Um belo dia, Carol estava dormindo e foi correndo chorando para o quarto dos pais.

__Que aconteceu minha filha?

__Mãe, eu estou me sentindo sozinha. Lá na escola eu não tenho amigos, todo mundo só fala dos brinquedos novos que ganharam, da viagem que o pai fez para fora do Brasil. Só querem contar vantagem da vida de cada um. Essa noite eu fui dormir falando com minhas bonecas. Estou muito triste. Bonecas não são gente, entende?

__Entendemos, sim minha filha. Sabe, nós achamos que você é uma criança muito especial. Todos aqui dizem do quanto você é educada. Nunca lhes ofende com nada, não reclama de nada. Eles dizem que nunca viram uma menina como você. E temos que agradecer por ter uma criatura tão linda como filha. Olhe, esse final de semana vamos à fazenda e lá tem muitas crianças. Tente fazer amizade com alguma delas. Acho que vai ser de muito valor aprender outras coisas com crianças que infelizmente, Carol, não desfrutam de tudo que você tem.

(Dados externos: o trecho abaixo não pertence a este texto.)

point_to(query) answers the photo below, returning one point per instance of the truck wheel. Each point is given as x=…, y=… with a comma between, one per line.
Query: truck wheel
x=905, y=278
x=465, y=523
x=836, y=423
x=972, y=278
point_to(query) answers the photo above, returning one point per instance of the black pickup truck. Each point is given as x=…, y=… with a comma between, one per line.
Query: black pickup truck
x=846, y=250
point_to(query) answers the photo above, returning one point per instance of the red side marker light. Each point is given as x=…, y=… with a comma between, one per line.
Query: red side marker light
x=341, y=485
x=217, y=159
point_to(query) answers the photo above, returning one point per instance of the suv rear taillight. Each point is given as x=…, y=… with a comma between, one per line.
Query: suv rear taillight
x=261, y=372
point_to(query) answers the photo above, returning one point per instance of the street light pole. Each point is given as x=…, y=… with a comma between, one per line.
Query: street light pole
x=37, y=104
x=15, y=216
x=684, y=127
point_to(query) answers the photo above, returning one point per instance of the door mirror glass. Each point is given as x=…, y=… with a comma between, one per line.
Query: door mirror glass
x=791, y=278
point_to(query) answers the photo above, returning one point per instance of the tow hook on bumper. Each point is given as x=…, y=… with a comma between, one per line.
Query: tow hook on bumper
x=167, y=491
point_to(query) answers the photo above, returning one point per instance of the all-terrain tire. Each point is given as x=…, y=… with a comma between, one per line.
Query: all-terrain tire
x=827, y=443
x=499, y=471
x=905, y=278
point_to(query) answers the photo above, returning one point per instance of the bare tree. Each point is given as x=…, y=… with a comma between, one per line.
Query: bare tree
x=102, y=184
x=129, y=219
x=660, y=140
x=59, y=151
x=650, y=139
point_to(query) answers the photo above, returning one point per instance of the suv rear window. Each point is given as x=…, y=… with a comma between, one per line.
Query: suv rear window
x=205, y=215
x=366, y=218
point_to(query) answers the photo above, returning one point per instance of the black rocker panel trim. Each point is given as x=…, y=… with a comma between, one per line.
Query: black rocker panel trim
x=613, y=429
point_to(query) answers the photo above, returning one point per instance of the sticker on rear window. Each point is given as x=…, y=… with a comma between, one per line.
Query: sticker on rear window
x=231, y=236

__Eu quero ir, sim. Vou levar uma das minhas bonecas também. Aliás, vou levar duas. Quem sabe, eu faça amizade com alguém, né?

__Agora fiquei feliz vendo esse sorriso. Vai dormir, princesa...

Na Fazenda batizada "Campo Belo", estava Lúcia. Apesar de morar na fazenda dos pais de Carol, nunca conhecera os donos pessoalmente, tão menos a filha deles que ouvira falar que tinha a mesma idade. Sua mãe avisara que os donos ligaram dizendo que estavam chegando no dia seguinte e que passariam o final de semana por lá. Laura, sua mãe, disse que sua patroa pedira que ajudasse na limpeza da casa e na cozinha. Recomendou a Lúcia que tomasse conta direito da casa enquanto isso, e que qualquer coisa lhe chamasse. Era a primeira vez que estava com a sede sob sua responsabilidade, já que antes os cuidados eram dirigidos todos à Dona Ana, que se aposentara e estava morando com os filhos.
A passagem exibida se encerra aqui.